Defining Food Allergies and Food Intolerances

I don't talk about food allergies and intolerances very much on my blog, but allergies are probably the single most influential factor in my day-to-day life. I will try to spend more time blogging about them to help spread the word about what food allergies are, what intolerances are, and how to cook with them.

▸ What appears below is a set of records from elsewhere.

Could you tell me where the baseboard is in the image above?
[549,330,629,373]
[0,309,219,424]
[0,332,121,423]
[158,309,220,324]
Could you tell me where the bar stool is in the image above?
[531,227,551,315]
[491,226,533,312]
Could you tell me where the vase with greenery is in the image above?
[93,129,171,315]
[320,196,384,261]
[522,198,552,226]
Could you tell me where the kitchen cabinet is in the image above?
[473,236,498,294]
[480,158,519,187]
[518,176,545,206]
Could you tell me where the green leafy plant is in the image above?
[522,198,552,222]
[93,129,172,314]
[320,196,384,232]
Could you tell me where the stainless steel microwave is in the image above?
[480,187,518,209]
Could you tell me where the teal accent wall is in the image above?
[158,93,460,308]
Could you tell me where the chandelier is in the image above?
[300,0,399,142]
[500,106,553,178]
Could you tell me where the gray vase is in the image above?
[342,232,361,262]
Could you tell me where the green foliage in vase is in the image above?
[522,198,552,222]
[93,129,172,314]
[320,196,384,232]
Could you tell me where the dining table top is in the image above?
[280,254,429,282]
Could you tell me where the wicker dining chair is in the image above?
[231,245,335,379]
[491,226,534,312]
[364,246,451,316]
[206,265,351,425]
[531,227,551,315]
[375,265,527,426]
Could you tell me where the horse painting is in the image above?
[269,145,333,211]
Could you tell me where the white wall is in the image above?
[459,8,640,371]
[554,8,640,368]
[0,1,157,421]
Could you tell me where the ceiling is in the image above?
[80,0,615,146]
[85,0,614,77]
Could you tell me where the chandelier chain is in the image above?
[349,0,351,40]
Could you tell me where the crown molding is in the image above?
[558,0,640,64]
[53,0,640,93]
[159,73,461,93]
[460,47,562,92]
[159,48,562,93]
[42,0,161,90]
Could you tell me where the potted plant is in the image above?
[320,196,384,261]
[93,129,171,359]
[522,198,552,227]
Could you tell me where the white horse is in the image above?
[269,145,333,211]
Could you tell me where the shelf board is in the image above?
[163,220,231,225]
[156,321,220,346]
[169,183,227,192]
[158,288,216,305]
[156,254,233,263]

There is some basic vocabulary about food allergies that I thought might be helpful to learn.

1. Food Allergy: 
According to the American Academy of Allergy Asthma & Immunology, a food allergy happens when the immune system over-reacts to the protein in a certain food. The reactions can include:
- a rash, or red, itchy skin (hives/eczema)
- stuffy or itchy nose, sneezing, or itchy and teary eyes
- vomiting, stomach cramps, or diarrhea
- angloedema or swelling
- hoarseness, throat tightness, or a lump in the throat
- wheezing, chest tightness, or trouble breathing
- anaphylaxis

2. Food Intolerance:
There's a lot of conflicting information out there about intolerances. Here's the general consensus, though: if a reaction to the food involves the immune system, then it's an allergy. If a reaction to a food does not involve the immune system, then it's an intolerance. The Australian government's Better Health Channel provides a thorough list of food intolerance symptoms, which include:
- nervousness, tremor
- sweating
- palpitations
- rapid breathing
- headache, migraine
- diarrhea 
- burning sensations on the skin
- tightness across the face and chest
- breathing problems (asthma-like symptoms)
- allergy-like reactions

The best example is a milk allergy verses lactose intolerance:
- a milk allergy is when the immune system attacks the milk protein whereas lactose intolerance is when the person's body doesn't have the enzyme to process the lactose in milk. 
- The symptoms are probably similar (unless the allergy causes anaphylaxis) but the cause is completely different.